Close to 4,000 individuals obtain their pesticide certification through NDSU Extension’s Pesticide Certification Program in any given year.  

“Extension is responsible for the certification of pesticide applicators and/or dealers in North Dakota,” says Andrew Thostenson, Extension pesticide program specialist. “Certification is intended to ensure that people who use or merchandise certain pesticides or who make specific types of pesticide applications have a fundamental understanding of how to do so safely. Pesticide certification is the foundation for the safe and effective use of pesticides.”  

Pesticide certification is required by the U.S. Environmental Protection Agency for persons selling, purchasing or using restricted-use pesticides. The program is offered to private applicators like farmers, gardeners and landowners, or anyone wanting to spray restricted-use pesticides, and commercial or public applicators and dealers.  

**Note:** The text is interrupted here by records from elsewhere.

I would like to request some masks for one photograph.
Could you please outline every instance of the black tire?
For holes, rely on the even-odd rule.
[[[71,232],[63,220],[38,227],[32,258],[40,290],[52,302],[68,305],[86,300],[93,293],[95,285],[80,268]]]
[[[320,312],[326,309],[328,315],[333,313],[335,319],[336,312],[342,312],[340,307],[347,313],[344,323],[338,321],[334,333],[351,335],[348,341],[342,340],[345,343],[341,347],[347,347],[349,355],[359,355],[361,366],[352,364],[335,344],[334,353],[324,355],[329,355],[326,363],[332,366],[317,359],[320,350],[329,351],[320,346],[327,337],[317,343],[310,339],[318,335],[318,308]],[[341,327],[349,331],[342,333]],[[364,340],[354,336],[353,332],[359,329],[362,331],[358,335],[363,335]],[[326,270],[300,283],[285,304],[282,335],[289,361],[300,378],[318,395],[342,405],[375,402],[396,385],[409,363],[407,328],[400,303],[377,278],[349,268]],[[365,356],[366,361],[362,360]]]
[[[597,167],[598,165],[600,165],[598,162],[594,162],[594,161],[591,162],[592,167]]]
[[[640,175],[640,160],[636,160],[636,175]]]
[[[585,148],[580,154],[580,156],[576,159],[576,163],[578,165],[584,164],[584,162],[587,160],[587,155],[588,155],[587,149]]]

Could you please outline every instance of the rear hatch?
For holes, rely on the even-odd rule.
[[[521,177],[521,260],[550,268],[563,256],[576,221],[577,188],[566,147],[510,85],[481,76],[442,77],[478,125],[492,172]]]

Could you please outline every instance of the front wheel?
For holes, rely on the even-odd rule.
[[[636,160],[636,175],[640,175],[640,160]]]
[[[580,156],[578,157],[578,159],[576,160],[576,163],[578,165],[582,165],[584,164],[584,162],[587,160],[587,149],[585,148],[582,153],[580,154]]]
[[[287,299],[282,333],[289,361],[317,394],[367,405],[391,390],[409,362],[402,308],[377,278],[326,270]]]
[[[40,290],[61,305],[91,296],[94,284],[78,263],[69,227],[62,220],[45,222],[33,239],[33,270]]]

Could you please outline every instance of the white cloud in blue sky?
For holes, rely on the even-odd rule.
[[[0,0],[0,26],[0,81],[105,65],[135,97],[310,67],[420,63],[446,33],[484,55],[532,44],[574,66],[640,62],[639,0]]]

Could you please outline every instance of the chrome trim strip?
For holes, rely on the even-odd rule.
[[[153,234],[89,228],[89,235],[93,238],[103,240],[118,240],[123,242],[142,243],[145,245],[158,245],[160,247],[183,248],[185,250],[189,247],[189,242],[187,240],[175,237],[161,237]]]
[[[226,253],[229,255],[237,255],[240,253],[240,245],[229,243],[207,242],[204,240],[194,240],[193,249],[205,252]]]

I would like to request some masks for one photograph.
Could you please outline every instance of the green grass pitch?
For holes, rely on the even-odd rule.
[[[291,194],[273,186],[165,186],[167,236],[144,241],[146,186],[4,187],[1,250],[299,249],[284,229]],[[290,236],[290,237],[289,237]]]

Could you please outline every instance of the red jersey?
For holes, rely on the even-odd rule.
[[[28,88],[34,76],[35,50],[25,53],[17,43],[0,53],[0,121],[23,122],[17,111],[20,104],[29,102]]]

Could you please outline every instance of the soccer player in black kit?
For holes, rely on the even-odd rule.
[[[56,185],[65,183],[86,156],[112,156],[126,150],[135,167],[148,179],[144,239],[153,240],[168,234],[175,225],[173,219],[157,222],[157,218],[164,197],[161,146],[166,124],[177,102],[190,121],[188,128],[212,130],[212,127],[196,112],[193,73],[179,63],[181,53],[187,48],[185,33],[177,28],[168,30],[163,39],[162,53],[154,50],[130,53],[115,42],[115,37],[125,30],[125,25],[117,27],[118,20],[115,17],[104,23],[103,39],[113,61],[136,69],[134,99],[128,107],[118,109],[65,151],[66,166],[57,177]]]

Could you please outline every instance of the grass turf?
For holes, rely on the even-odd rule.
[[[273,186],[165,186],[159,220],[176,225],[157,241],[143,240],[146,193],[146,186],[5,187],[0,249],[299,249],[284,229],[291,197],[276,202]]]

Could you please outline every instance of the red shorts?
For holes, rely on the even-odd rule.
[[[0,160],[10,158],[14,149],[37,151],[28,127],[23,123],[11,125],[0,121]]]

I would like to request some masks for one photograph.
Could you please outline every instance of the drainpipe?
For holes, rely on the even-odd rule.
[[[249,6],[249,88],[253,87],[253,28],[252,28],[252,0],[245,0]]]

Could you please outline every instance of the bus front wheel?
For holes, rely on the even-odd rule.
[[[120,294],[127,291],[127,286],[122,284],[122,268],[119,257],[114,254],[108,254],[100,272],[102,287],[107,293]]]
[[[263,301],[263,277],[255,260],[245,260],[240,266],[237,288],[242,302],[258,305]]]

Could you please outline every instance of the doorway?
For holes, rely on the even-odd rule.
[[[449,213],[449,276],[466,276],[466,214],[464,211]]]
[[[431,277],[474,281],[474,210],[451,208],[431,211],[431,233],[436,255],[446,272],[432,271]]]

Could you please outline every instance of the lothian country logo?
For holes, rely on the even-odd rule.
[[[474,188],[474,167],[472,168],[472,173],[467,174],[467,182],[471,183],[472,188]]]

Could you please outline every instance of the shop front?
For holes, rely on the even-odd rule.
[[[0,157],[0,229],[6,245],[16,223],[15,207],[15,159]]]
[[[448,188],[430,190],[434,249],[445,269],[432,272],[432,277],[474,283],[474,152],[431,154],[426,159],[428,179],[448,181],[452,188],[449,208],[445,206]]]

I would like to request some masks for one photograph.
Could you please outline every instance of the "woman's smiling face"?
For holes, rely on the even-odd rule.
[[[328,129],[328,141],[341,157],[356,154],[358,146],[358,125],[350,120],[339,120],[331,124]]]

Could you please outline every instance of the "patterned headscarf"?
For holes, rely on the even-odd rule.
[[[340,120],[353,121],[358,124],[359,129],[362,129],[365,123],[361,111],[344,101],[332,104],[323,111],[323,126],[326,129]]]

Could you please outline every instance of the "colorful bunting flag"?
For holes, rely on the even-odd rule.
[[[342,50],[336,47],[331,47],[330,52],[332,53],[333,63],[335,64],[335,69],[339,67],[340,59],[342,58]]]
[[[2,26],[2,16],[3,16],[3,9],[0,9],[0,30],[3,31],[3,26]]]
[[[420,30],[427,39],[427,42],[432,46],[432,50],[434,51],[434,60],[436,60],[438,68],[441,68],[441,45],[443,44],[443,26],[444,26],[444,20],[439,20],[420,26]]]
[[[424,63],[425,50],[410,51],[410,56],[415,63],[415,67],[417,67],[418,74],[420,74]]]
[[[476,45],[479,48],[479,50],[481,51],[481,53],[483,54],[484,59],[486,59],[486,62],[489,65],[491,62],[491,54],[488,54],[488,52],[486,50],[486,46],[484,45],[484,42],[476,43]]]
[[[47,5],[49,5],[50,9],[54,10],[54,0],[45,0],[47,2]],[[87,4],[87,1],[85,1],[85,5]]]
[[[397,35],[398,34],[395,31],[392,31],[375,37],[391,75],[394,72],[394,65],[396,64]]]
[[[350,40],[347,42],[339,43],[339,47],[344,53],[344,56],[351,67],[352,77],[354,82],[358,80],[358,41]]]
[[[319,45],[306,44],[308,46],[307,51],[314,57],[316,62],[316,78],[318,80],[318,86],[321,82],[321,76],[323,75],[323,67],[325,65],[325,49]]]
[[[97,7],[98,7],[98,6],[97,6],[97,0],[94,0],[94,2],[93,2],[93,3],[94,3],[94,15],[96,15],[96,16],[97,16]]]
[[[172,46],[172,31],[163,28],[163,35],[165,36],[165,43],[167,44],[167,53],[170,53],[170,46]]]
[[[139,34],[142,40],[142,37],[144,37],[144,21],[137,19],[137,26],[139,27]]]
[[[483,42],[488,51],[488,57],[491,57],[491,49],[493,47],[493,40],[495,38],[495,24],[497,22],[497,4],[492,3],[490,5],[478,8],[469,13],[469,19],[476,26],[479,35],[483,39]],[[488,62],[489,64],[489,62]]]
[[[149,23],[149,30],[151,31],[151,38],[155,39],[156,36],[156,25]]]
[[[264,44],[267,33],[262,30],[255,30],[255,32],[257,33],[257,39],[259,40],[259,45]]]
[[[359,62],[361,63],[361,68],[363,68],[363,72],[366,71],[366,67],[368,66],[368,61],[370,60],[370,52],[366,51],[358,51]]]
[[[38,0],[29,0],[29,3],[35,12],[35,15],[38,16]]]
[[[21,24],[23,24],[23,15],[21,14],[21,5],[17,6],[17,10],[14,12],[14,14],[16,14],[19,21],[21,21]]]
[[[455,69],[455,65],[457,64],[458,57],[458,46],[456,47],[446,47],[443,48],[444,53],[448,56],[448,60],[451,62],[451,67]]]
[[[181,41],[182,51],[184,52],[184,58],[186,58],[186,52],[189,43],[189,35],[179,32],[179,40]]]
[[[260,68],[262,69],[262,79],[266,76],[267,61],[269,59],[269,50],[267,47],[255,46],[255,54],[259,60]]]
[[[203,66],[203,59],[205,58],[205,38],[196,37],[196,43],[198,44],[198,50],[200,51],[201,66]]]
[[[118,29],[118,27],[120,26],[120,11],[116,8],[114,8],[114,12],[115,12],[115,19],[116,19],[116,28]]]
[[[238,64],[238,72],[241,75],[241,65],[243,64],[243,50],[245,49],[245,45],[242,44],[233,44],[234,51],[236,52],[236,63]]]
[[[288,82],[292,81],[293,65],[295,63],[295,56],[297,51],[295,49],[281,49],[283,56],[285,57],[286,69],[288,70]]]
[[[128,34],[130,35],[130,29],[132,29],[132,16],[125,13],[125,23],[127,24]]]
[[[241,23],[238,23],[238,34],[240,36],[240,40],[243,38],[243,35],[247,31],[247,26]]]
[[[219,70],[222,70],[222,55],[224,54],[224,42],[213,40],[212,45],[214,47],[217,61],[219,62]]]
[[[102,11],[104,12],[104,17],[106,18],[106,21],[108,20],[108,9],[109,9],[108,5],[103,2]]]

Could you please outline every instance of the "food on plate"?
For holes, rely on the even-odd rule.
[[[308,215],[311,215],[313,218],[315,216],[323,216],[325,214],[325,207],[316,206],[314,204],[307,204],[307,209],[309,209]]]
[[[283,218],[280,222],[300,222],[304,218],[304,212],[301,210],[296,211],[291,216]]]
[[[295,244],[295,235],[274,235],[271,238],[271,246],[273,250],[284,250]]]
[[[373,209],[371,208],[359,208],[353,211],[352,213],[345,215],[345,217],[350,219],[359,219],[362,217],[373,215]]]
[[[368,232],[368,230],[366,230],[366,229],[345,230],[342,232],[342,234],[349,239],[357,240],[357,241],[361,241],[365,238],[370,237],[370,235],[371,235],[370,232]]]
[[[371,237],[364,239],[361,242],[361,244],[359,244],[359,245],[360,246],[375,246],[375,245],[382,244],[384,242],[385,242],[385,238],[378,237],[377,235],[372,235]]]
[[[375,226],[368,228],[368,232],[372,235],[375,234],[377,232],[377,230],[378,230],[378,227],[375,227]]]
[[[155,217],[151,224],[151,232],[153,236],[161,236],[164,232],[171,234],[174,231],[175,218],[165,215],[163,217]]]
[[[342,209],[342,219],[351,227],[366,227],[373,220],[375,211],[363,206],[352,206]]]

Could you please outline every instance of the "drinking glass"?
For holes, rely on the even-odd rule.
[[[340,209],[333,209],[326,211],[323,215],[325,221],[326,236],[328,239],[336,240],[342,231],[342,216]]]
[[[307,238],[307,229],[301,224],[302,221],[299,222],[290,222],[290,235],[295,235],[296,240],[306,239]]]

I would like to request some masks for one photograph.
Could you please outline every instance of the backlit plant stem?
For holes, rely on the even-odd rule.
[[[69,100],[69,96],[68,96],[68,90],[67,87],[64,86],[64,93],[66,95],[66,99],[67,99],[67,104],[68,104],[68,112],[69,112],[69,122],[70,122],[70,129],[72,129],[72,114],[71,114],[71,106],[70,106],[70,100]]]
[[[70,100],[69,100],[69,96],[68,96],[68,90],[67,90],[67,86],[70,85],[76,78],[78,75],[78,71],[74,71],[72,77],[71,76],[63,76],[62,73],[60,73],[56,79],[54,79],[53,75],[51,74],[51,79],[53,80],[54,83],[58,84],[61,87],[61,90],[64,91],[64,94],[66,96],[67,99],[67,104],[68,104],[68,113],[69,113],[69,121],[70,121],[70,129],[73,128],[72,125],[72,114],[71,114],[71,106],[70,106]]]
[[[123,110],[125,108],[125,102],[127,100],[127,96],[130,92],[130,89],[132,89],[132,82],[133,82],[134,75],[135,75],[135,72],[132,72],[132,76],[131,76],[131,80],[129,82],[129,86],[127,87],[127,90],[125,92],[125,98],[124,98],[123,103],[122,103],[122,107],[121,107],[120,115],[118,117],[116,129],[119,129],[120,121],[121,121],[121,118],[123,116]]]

“For this program to be successful, it takes a collaborative effort among NDSU Extension county agents who administer the program in each county and state specialists who develop the technical information needed to keep the program timely and relevant,” shares Thostenson.  

Rick Schmidt, NDSU Extension agent in Oliver County, believes that no other Extension program allows agents to develop relationships with every landowner, farmer, or farm worker in their respective counties the way the pesticide certification program does.  

“We believe this program empowers all applicators to use pesticide products both effectively and economically,” Thostenson says. “But beyond providing knowledge on current pesticide issues, we are always thinking ahead to improve the training for future applicators. In the past few years, we’ve incorporated information on application efficacy, adapting to weather conditions, endangered species protection and advice on tank mixing pesticides.”